Last year, Shift pointed out that seven of the nine justices on the state Supreme Court received campaign contributions—all for the maximum amount allowed—from the Washington Education Association (WEA). Considering the fate of charter schools hinged on these justices’ ruling on a lawsuit in which the WEA acted as a lead plaintiff, the contributions smelled of a conflict-of-interest then.
Well, given the court’s recent decision to do the WEA’s dirty work and rules the voter-approved charter schools unconstitutional, it’s a smell that even the Seattle Times’ left-leaning Danny Westneat has picked up on.
Westneat writes in a recent column for the Times,
“WEA stands for Washington Education Association, aka the state teachers union. And it turns out that of our nine justices, seven got the maximum financial donations in their past election campaigns from the WEA (either $1,800 or $1,900, depending on the year of the campaign).
“That doesn’t mean the court is doing the teachers-union bidding. But what’s troubling even to me, the son of two teachers, is that the WEA was a named plaintiff in both the charter-school case and the recent McCleary case about overall funding of the public schools. How can it not be a conflict of interest for judges to weigh cases brought by a top campaign backer? …
“Arguably the court’s biggest WEA beneficiary is Justice Susan Owens. The union maxed out to her campaign in 2012 ($1,800), but in 2006 it also gave $50,000 to a PAC that supported her campaign. She sided with the WEA in both the McCleary and charter-school cases.”

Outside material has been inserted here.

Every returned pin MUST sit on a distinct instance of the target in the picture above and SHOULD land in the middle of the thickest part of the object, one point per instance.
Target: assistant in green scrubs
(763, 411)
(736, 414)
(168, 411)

Adding to suspicion of the court’s creditability, Westneat points out that four of the justices—Debra Stephens, Mary Yu, Charles Johnson and Mary Fairhurst—received $1,900 from the WEA during their 2014 campaign. In other words, “the donations came after the WEA had filed suit against the charter-school law, and after the case had been appealed to the state Supreme Court.” That means these justices “knew the case was coming, with the WEA as plaintiff, but took their money anyway.”

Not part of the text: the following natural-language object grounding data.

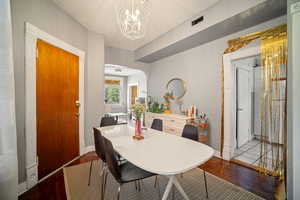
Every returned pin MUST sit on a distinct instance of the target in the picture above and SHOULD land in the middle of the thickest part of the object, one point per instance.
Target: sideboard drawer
(173, 130)
(174, 122)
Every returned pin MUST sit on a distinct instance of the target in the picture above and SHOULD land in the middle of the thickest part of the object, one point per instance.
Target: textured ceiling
(99, 16)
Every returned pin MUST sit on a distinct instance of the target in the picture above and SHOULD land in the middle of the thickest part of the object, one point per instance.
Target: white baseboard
(89, 149)
(217, 154)
(22, 187)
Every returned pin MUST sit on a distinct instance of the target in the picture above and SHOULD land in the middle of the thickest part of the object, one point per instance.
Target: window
(113, 91)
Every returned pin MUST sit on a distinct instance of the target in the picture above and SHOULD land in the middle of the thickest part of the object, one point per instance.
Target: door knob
(77, 103)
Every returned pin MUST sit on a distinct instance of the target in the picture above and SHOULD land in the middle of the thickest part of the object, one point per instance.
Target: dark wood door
(57, 85)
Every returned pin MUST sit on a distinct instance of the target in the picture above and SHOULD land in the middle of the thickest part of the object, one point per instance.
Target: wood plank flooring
(265, 186)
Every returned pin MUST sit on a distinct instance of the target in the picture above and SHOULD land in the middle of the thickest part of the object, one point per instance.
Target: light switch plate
(295, 7)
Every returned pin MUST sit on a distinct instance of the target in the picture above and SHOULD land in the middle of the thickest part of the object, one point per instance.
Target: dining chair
(124, 173)
(191, 132)
(108, 121)
(157, 124)
(99, 148)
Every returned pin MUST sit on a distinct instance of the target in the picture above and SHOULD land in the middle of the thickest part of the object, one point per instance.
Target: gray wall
(125, 58)
(293, 104)
(47, 16)
(217, 13)
(200, 67)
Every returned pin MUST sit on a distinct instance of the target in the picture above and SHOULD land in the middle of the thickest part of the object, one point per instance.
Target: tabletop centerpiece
(138, 110)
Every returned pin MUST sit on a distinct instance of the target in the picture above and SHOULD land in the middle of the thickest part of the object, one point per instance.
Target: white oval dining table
(159, 152)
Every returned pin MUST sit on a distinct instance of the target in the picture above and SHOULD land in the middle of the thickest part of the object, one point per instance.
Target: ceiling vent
(197, 21)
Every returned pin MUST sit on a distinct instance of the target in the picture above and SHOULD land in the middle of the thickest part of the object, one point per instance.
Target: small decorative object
(155, 107)
(168, 97)
(138, 110)
(203, 120)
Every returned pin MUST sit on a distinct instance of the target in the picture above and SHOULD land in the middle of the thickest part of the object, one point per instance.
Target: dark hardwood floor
(265, 186)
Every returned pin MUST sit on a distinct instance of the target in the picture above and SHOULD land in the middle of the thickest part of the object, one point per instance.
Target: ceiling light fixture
(133, 17)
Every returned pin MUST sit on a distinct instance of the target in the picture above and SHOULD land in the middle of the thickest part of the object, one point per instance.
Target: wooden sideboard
(172, 123)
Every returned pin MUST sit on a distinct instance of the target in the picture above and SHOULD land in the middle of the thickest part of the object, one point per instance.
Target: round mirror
(177, 87)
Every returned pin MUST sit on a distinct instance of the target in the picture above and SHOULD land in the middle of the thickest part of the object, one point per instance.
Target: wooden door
(57, 86)
(133, 94)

Three of the four justices ruled in favor of the WEA. The other “wrote the partial dissent that argued charter schools could still be financed out of the state’s general fund.”
Of course, no one can prove that these justices were impacted by the WEA’s contributions. The case could be that the WEA donated to them due to the liberal ideology well demonstrated by the justices. However, the reality that a conflict-of-interest exists cannot be ignored.
As Westneat points out, Charles Wiggins—a justice on the state Supreme Court—argued that his fellow justices should recuse themselves from cases involving their campaign benefactors. That would preserve the integrity of the court by eliminating suspicion.
Unfortunately, that didn’t happen. Rather, Washingtonians—including thousands of parents and children—have been left reeling from a court decision that many cannot help—more than justifiability—view with suspicion.